Dramatic writing professor speaks about his immigrant experiences
Guillermo Reyes gives a Q&A with Latino Perspectives magazine in its September 2010 issue about his new book, Madre and I: A Memoir of Our Immigrant Lives. Reyes is interim director and head of dramatic writing in the ASU School of Theatre and Film in the Herberger Institute for Design and the Arts. Madre and I: A Memoir of Our Immigrant Lives is his first non-fiction book. Primarily a playwright, Reyes has produced and published various plays in anthologies, such as Men on the Verge of His-Panic Breakdown (Dramatic Publishing Company). But his new book illustrates the real drama of Chilean immigrants in his family, delving into personal history as well as his mother's family, immigrating from Chile and then struggling to make it in America.

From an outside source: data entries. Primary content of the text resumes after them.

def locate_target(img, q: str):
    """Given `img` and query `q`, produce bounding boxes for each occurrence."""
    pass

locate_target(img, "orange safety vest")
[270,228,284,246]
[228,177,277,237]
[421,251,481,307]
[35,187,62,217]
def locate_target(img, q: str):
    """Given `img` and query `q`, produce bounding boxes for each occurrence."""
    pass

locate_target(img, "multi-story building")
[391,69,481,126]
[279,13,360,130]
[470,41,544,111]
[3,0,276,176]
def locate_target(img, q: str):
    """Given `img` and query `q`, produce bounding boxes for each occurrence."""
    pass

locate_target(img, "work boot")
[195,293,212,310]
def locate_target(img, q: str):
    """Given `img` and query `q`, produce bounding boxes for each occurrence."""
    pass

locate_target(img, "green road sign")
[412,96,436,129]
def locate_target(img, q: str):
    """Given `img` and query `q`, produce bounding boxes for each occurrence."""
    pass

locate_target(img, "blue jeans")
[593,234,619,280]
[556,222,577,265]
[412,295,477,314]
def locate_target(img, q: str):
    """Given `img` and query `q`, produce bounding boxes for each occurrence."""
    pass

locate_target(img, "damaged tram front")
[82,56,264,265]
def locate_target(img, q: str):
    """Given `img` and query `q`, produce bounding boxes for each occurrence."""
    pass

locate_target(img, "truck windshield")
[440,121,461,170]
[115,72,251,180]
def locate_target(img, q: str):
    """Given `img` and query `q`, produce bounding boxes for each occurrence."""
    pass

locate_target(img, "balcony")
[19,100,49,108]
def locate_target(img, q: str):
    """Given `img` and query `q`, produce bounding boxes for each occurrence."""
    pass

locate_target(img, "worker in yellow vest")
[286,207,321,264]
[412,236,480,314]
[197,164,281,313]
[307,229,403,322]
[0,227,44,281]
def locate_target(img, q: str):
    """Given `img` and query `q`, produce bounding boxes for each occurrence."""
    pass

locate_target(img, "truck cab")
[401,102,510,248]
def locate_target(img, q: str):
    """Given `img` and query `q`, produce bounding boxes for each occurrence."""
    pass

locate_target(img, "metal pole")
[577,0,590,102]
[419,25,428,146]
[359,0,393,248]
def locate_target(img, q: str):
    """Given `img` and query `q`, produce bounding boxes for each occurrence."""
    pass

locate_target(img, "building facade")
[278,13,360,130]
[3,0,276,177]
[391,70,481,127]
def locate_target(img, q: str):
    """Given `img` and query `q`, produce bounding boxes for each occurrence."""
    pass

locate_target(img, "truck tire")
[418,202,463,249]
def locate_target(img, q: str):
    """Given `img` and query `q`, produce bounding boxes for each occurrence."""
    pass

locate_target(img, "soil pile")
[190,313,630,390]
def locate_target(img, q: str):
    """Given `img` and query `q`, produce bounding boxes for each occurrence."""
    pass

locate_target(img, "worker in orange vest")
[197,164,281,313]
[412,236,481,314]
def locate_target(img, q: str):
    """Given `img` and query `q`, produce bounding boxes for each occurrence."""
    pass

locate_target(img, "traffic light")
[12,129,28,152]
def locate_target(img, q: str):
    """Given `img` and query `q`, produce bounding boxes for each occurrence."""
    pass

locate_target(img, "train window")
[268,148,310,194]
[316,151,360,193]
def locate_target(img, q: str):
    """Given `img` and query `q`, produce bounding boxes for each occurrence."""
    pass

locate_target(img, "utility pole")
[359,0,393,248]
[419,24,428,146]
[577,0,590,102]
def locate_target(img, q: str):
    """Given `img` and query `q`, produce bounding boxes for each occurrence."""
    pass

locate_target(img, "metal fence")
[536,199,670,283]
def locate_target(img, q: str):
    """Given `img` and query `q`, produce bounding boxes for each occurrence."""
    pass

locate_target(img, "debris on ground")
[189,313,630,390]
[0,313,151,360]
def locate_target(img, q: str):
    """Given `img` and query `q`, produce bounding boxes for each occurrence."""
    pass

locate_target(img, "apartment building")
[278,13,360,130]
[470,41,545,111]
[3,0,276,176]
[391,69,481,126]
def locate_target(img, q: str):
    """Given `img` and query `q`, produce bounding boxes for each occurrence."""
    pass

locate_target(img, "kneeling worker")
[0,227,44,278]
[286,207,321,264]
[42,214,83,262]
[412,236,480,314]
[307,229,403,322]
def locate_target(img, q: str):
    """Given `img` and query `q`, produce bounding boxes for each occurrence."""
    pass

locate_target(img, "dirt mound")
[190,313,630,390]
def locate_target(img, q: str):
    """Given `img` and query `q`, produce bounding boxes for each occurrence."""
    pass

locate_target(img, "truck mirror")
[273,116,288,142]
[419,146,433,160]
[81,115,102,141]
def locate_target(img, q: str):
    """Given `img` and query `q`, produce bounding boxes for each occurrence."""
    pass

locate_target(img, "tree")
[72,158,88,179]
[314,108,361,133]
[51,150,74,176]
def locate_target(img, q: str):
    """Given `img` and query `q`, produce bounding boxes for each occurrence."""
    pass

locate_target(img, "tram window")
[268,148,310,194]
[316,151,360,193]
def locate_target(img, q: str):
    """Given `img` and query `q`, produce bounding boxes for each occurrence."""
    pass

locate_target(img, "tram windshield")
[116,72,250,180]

Reyes describes his new work as not Angela's Ashes, but close enough in its portrayal of a mother-son relationship. He says it delves into issues of sexual identity and other matters, but it's not Running with Scissors, which was a more dysfunctional mother-son relationship. Reyes’ story explores various personal issues, neither talked nor written about easily, but explores truth and portrays the immigrant experience, warts and all, in a time when he feels people are busy blaming immigrants for everything. Reyes says immigrants are not guilty of everything, just of being human. He began writing it in 2006, then traveled to Chile to interview family members, and a good working draft was complete in 2008.